It has taken me some time to understand the true essence of this saying, and it’s an ongoing practice.

Allow me to elaborate.

For example, let’s say you have just received a phone call that your proposal has been accepted on a big project. You can imagine how super excited you are. You can no longer contain your excitement, so you make a few calls and share the good news with family and friends.

It seems innocent, right?

That weekend comes along and you are now out to dinner with a whole lot of friends, still extremely excited from the phone call. You decide to share it with the whole table.

Monday comes and you receive a call saying that they have chosen to renege on the project because one of the partners decided to pull out altogether. You hang up the phone, feeling sunken in the pit of your stomach, as if a submarine was leaning on your intestines.

All of a sudden, you are drowned in shame, thinking of how you called all of your friends and family and you told everyone at dinner.

Sounds familiar?

Let’s make it personal. You tell everyone you are going to start your own creative business or you have come up with an amazing idea or innovation.

Then nothing becomes of it. It was all talk and no action.

Now, how many times has that occurred?

Quantum entanglement in life

Esra Syien shares that when two entangled particles are deeply linked and share the same existence, they can become widely separated in space, but measurement of one immediately affects the other. Therefore, you might travel lightyears apart, but you’ll always remain linked.

Stay with me, I am going somewhere with this information.

So, if we go back to the ‘silence is golden’ theory, we know from experience that when we share our ideas, projects or news with others, something gets in the way of it forming and taking shape.

But what is that? And why does this happen?

The theory I am about to share with you is called quantum entanglement. How this basically works is that when you share your idea with anyone, they will have an opinion, thought or feeling about it.

This, my dearest, is where the interruption takes place.

From a quantum physics point of view, just the fact that other individuals have input, in some way, shape or form, is actually interrupting and diminishing the power and intent of your goal.

Sometimes you block your own blessings by telling everyone your business.

Bite your tongue and think before you speak

Another way of understanding this is the evil eye. It is the look that is believed by many different cultures to cause harm or bad luck to the person at whom it is directed for reasons of jealousy and dislike. The term also refers to the power – superstitiously attributed to certain persons – of inflicting harm or bad luck with such a look.

The evil eye concept dates back thousands of years, being widely spread through the Mediterranean region and the Middle East.

It is believed that one can be harmed by the evil eye stare of an envious person or by a lengthy praise. This can occur either consciously or unconsciously. The desire-oriented waves generated in a person about another individual are transmitted to that individual and an evil eye is cast on them.

In Europe, it is believed that jealous or malicious looks can bring about bad luck.
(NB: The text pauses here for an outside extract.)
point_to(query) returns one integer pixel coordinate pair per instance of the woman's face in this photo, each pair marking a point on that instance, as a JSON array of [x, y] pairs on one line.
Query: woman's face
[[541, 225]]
Triggers of affliction by the evil eye come through as a desirous or envious thought. There is also the Hamsa, which is an amulet that helps banish evil or any negative energy. It brings happiness, luck and good fortune to its owners.

Back to quantum entanglement. From a science perspective, there are particles that can become entangled when they interact with each other emitted from a common source.

This is why, once let out of the bag, you can kiss your dreams, aspirations and goals good-bye.

That’s why they say keep your cards close to your chest.

Acronyms that make the world go around

There are two acronyms that I would like to share with you.

The first one is W.A.I.T., which stands for:

Why

Am

I

Talking?

Instead of unconsciously talking, take a moment before you choose your words and ask yourself:

  • Am I talking because I am seeking approval?
  • Am I talking to control the conversation?
  • Am I talking to complain and gossip?
  • Am I talking because I want to share something that is relevant to the conversation?
  • Am I talking to try and garner sympathy?
  • Am I talking because I want to be the centre of attention?

Many of our behaviours are habitual and probably none more so than talking. Here are a few reflective questions to ask yourself before you leap into a conversation:

  • What is my intention with what I am about to say?
  • What question could I ask to get a better understanding of the other person?
  • What can I do to listen and let go of my urge to talk in this very moment?

The other acronym is T.H.I.N.K., which stands for:

T – is it true?

H – is it helpful?

I – is it inspiring?

N – is it necessary?

K – is it kind?

If we could all practise speaking less than we know and having more than we show, I wonder what our lives would look like and how much we would be able to manifest without interference.